Ever since Apple led off its defense of the iPhone 4's reception in Friday's news conference by saying that other phones can also drop calls when held the wrong way, a certain segment of th... e phone-using population has been flocking to the Web to repeat Apple's demonstrations on camera.
For example, this Boy Genius Report post shows a Verizon Wireless BlackBerry 9650 losing signal strength when grasped by its sides. Here's a similar demo with the HTC Droid Incredible. And this page points to those videos and similar demonstrations involving three phones running Google's Android operating system.
But pay attention to the headline on that BGR post: "Can you make your current phone lose signal depending on how you hold it?"
That is the wrong question to ask.
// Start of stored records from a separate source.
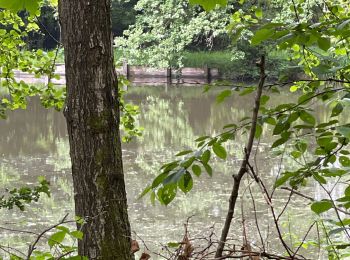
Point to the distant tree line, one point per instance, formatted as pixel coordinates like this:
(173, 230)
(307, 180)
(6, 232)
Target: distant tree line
(48, 37)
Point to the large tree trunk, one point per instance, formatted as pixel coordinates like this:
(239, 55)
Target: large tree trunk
(92, 116)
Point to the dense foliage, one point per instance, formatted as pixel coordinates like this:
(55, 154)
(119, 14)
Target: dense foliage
(317, 37)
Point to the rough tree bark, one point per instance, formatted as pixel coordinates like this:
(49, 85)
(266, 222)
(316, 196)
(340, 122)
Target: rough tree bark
(92, 116)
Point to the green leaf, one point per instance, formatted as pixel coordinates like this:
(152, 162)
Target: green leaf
(202, 138)
(279, 142)
(206, 157)
(209, 4)
(17, 5)
(167, 193)
(196, 170)
(285, 176)
(223, 95)
(307, 117)
(183, 153)
(337, 109)
(296, 154)
(77, 234)
(321, 206)
(220, 151)
(324, 43)
(208, 169)
(144, 192)
(258, 131)
(319, 178)
(344, 161)
(159, 179)
(56, 238)
(264, 99)
(173, 244)
(262, 35)
(347, 191)
(186, 182)
(258, 13)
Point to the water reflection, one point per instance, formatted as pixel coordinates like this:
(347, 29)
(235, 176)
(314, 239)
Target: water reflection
(34, 142)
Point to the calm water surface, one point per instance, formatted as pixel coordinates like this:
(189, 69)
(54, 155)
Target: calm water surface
(34, 142)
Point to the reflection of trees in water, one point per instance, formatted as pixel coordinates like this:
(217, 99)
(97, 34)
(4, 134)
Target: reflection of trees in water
(172, 120)
(31, 131)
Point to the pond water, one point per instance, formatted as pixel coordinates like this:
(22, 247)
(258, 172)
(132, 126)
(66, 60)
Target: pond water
(34, 142)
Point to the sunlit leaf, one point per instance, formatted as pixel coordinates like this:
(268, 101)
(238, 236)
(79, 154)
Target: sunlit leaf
(321, 206)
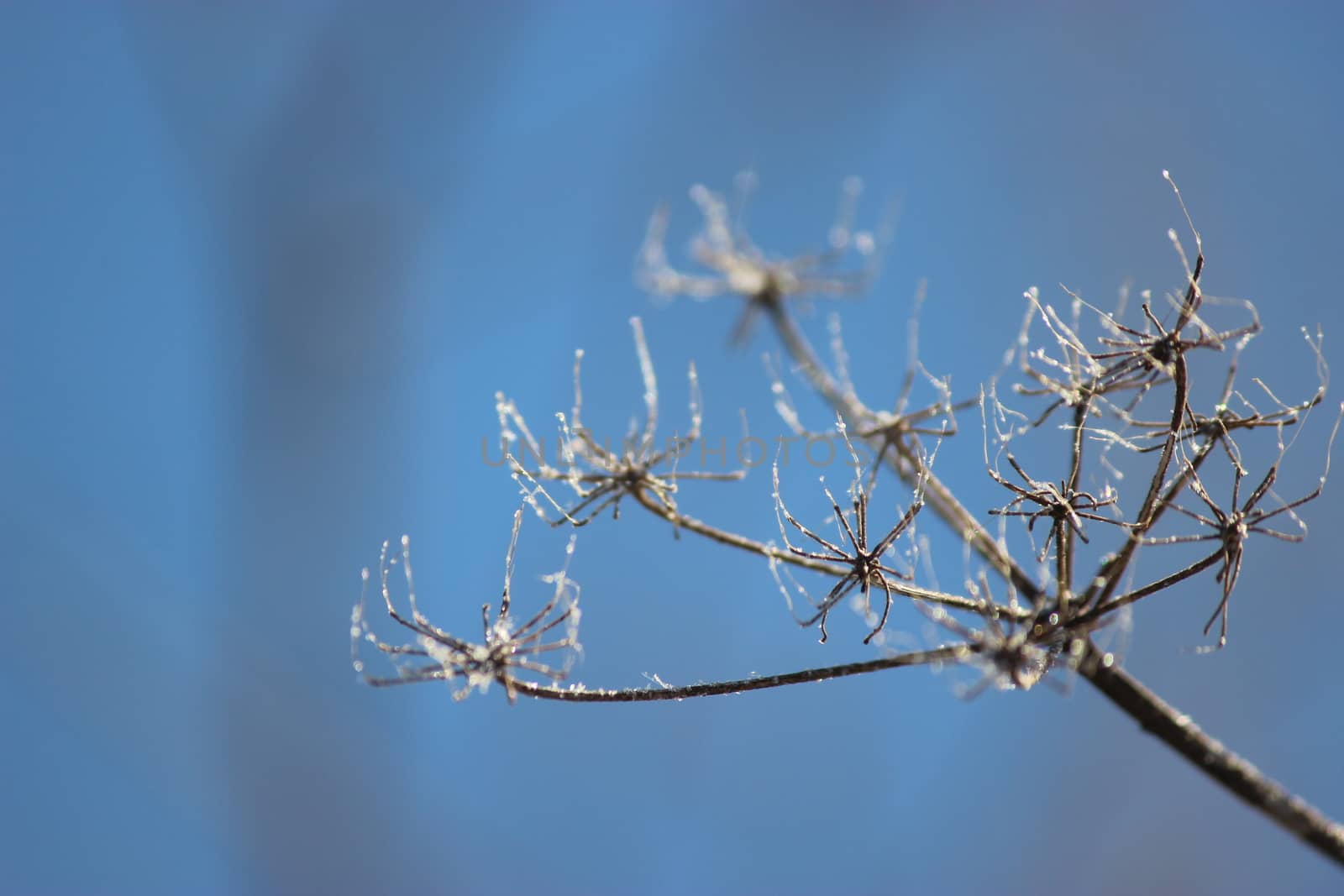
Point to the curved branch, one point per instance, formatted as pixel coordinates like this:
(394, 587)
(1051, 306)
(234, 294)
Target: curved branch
(741, 685)
(1176, 730)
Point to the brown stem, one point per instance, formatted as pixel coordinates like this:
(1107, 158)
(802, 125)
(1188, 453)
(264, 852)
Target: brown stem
(1176, 730)
(645, 694)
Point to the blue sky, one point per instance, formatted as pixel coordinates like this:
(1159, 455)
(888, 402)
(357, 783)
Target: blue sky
(265, 269)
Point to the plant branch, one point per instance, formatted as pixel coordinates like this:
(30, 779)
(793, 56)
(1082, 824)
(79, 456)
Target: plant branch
(1176, 730)
(741, 685)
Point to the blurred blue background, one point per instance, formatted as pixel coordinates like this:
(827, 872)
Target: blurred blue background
(262, 269)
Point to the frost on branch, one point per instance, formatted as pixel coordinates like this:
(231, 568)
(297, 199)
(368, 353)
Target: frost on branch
(510, 651)
(598, 474)
(734, 265)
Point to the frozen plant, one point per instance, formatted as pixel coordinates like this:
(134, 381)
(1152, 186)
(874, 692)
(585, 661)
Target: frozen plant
(1142, 452)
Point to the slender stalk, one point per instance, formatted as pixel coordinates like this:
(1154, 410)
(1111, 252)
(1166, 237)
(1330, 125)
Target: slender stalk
(1210, 757)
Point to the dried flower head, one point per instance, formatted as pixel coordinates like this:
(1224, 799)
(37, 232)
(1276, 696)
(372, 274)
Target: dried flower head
(737, 266)
(597, 474)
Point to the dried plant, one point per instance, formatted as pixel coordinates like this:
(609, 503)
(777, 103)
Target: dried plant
(598, 476)
(1122, 398)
People clenching smartphones on camera to prove that Apple was right -- or collecting scans of pages from phone manuals that warn users not to hold the device in certain ways -- miss the point.
It's less than relevant if you can make a phone lose reception -- that's a rigged demo as useless as a carefully scripted presentation that glides over a product's weak points. I'd rather know if the phone will lose reception when you're not trying to break it or do anything but, you know, use it as a phone.
Based on what I've heard from readers, even the iPhone 4 only exhibits that problem in a minority of cases. As the Wall Street Journal's John Paczkowski suggested this morning, that may be a consequence of design compromises made to improve overall performance in such a compact device (which doesn't mean that Apple made the correct trade-off or explained its choice well).
For what it's worth, I've re-inspected the last three phones I've reviewed -- Sprint's HTC Evo 4G and Verizon's HTC Droid Incredible and Motorola Droid X -- to see whether they lose signal when held like any other phone. None has shown any meaningful reception issues. Nor have I heard from any readers complaining that these models drop calls when held the wrong way -- even as they've griped about other issues with them.
Meanwhile, Apple doesn't seem to need the help. It just reported yet another record-breaking quarter: $15.7 billion in revenue and $3.25 billion in profit, with sales of 3.47 million Macs, 8.4 million iPhones, 9.41 million iPods and 3.27 million iPads. Something tells me the company will continue to do fine, and that all this hubbub won't amount to more than an asterisk of detail in its next earnings report.
I hope this can be my last word on this subject. Please?